SB 203
Modifies nuisance actions in certain cities and counties
LR Number:
Last Action:
7/9/2019 - Signed by Governor
Journal Page:
Calendar Position:
Effective Date:
August 28, 2019
House Handler:

Current Bill Summary

HCS/SCS/SB 203 - This act allows a person who is not the owner of real property in Kansas City, St. Louis County, Independence, or St. Louis City or who is a creditor holding a lien interest on the property, and who suspects that the real property may be abandoned, to enter the premises to visually inspect the property to determine whether it is abandoned. Any person who enters the property, according to the provisions of the act, shall not have a right to a mechanics lien. If the person makes a good faith determination based on the inspection that the property is abandoned, the person may secure the property, remove trash or debris from the grounds, landscape, maintain, or mow the grounds, and remove or paint over graffiti.
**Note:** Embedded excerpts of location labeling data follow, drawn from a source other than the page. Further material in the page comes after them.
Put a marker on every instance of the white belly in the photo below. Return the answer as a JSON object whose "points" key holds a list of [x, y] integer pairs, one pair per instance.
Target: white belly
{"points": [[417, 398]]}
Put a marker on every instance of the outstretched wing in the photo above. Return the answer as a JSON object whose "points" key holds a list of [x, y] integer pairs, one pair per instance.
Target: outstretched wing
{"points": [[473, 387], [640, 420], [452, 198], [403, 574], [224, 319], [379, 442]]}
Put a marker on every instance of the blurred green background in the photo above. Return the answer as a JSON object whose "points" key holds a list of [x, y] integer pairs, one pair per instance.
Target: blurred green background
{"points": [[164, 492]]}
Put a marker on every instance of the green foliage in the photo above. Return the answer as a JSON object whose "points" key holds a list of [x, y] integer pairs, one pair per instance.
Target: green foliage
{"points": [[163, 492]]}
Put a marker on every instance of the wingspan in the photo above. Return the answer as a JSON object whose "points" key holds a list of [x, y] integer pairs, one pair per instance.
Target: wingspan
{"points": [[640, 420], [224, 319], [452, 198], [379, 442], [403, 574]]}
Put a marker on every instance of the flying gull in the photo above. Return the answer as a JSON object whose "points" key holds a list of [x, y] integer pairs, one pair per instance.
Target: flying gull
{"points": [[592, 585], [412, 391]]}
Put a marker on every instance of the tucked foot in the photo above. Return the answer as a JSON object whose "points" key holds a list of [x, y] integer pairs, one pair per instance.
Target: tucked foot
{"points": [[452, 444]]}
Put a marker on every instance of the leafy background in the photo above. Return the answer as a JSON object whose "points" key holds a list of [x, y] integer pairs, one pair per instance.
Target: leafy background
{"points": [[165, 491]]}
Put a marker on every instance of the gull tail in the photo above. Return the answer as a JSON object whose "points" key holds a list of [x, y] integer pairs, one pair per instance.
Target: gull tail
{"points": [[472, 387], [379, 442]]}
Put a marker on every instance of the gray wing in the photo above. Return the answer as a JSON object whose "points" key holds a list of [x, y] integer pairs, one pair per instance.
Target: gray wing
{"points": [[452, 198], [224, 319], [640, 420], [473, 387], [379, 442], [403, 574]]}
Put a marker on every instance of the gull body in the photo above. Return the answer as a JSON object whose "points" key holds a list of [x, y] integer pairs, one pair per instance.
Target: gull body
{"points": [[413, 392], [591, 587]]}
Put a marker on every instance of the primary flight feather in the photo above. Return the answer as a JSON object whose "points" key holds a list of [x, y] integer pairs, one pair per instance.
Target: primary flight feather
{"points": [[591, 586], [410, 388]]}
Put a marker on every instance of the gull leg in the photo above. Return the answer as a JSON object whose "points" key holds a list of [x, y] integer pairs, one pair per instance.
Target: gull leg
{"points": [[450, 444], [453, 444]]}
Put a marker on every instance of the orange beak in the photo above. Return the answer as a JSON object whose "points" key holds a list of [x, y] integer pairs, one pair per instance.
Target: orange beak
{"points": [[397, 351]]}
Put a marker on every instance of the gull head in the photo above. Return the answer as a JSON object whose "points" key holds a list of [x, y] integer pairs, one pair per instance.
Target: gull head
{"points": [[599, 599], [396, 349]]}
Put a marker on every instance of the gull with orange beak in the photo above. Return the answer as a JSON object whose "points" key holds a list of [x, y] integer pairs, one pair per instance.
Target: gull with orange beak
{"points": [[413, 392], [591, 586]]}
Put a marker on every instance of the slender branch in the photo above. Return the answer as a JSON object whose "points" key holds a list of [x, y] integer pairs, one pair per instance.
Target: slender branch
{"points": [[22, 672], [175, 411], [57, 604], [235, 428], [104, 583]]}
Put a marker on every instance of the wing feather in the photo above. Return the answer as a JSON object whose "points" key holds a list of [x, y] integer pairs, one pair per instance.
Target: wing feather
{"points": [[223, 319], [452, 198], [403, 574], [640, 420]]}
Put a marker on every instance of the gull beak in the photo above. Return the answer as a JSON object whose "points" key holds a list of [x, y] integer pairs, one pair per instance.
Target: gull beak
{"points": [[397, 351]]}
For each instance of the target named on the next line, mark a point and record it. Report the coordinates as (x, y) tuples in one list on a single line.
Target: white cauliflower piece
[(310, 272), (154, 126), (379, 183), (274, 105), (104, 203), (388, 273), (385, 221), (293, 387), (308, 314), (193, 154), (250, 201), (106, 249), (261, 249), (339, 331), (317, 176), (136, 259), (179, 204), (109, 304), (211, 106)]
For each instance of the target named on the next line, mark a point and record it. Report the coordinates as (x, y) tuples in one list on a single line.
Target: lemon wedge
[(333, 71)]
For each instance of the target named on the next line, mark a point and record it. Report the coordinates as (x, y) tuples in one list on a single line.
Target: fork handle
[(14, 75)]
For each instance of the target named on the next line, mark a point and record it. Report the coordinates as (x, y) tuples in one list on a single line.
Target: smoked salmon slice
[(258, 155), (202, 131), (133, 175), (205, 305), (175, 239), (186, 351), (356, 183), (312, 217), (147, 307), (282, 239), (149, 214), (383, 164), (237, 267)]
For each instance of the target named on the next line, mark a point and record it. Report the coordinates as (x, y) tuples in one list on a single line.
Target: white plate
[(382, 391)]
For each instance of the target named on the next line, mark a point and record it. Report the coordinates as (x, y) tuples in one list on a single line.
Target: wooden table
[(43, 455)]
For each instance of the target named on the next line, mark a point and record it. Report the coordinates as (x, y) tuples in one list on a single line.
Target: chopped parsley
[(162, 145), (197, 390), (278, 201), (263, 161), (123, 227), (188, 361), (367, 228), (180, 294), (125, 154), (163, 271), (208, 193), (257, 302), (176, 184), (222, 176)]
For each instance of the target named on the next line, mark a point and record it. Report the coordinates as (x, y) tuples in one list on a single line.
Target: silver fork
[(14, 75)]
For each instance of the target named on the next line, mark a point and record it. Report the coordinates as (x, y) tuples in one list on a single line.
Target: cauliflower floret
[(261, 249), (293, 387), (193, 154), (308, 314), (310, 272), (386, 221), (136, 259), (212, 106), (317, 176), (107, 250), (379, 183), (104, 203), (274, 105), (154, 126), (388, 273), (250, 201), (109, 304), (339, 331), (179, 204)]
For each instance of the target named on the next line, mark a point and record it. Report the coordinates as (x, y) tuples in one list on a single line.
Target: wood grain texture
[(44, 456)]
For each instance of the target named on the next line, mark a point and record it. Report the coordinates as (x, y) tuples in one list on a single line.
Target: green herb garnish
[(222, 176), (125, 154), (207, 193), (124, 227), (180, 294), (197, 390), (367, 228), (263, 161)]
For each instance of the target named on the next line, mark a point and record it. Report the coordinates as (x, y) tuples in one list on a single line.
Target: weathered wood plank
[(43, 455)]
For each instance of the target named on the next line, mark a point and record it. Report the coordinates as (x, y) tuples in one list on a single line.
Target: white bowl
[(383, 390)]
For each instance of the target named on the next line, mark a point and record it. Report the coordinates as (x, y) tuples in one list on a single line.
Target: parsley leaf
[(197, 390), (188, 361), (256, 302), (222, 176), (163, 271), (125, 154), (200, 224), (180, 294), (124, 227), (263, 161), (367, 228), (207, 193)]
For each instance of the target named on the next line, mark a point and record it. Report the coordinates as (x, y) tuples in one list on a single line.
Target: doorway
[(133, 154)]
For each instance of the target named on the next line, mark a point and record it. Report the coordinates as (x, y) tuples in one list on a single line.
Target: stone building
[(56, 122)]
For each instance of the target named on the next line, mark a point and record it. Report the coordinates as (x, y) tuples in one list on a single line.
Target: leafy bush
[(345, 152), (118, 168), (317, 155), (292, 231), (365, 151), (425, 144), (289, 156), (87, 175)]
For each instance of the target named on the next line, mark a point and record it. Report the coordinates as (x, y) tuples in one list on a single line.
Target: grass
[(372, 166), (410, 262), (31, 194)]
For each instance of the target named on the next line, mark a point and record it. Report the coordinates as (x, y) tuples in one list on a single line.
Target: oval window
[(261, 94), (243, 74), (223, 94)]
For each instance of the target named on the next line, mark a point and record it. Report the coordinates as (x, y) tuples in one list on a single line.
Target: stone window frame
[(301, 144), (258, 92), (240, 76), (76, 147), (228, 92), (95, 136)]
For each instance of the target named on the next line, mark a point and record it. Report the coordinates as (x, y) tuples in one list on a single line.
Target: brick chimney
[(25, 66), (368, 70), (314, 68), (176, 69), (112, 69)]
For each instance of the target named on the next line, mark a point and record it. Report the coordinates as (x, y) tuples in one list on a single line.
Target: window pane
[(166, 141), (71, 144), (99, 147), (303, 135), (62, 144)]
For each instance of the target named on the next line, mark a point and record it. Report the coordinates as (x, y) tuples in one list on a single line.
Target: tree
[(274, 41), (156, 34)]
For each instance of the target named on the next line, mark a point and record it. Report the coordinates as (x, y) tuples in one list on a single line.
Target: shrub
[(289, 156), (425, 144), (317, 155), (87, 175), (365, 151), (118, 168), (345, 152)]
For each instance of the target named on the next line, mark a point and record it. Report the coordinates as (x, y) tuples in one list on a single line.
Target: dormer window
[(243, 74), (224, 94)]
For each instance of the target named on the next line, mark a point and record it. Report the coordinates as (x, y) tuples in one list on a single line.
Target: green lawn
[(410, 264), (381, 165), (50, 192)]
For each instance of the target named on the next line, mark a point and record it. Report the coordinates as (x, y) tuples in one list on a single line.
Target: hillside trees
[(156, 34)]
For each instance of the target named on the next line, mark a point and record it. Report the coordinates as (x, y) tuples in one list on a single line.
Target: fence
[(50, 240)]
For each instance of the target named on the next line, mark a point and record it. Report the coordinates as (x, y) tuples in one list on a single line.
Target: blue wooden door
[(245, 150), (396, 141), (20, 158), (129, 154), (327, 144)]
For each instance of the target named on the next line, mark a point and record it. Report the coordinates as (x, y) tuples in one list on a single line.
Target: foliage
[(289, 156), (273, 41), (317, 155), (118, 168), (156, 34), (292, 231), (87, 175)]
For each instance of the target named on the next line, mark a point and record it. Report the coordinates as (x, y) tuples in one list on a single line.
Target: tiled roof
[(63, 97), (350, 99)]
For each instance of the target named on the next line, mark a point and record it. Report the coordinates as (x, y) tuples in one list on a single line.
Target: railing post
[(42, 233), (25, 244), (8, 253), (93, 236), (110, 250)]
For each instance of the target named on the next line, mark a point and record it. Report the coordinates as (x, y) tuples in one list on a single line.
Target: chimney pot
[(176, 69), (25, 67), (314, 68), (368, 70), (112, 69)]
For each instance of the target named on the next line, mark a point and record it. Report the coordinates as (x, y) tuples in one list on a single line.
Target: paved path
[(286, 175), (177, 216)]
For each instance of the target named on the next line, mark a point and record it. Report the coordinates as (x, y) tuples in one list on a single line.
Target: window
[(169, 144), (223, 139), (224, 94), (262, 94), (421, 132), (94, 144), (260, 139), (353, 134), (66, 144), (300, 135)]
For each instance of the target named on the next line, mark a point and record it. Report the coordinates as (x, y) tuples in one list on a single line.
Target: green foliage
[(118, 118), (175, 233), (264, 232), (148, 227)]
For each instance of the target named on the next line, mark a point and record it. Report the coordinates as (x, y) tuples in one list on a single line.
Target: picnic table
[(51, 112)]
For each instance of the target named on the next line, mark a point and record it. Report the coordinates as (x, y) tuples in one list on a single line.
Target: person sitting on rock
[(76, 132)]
This act provides immunity for the person entering the property from claims of civil and criminal trespass and all other civil immunity, as well as barring an action against the property owners in certain circumstances, unless the act or omission constitutes gross negligence or willful, wanton, or intentional misconduct.

This act specifies that, in the case of real property that is subject to a mortgage or deed of trust, the creditor holding the debt secured by the mortgage or deed of trust may not enter the premises of the real property if the entry is barred by an automatic stay issued by a bankruptcy court.

This act modifies how actions against another property owner whose property is a nuisance are brought in certain cities and counties. Specifically this act modifies how notice of a nuisance is given to the property owner or tenant of the property. Also, this act modifies how proceedings seeking an injunctive relief against the property owner under this act are conducted.

The definitions of the terms "nuisance" and "neighborhood organizations", as they are used in this act, are modified. Property owners and neighborhood organizations seeking injunctive relief under this act will no longer have to show they are suffering actual damages as a result of the nuisance in order to bring such an action. Additionally, this act permits attorney's fees being awarded in certain circumstances to the party who brought the action.

This act modifies a defense available to property owners who are acting in good faith to comply with all orders rather than an order issued by the Department of Natural Resources, the U.S. Environmental Protection Agency, or the Office of the Attorney General.

This act requires the board of aldermen of cities of the fourth classification to seek appraisals and to provide additional reasonable analyses before putting a proposed water or wastewater system sale or a sale of a gas plant before the voters. One appraisal shall be conducted by an independent appraiser selected by the board of aldermen and another appraisal shall be conducted by an independent appraiser approved by the potential buyer and shall be used to determine the utility's fair market value. In addition, the board of aldermen shall prepare an inventory of the utility's real and personal property, a statement of net position or balance sheet of the utility, and a financial information statement of the utility. Alternatives to disposing of the utility system by sale shall be considered by the board.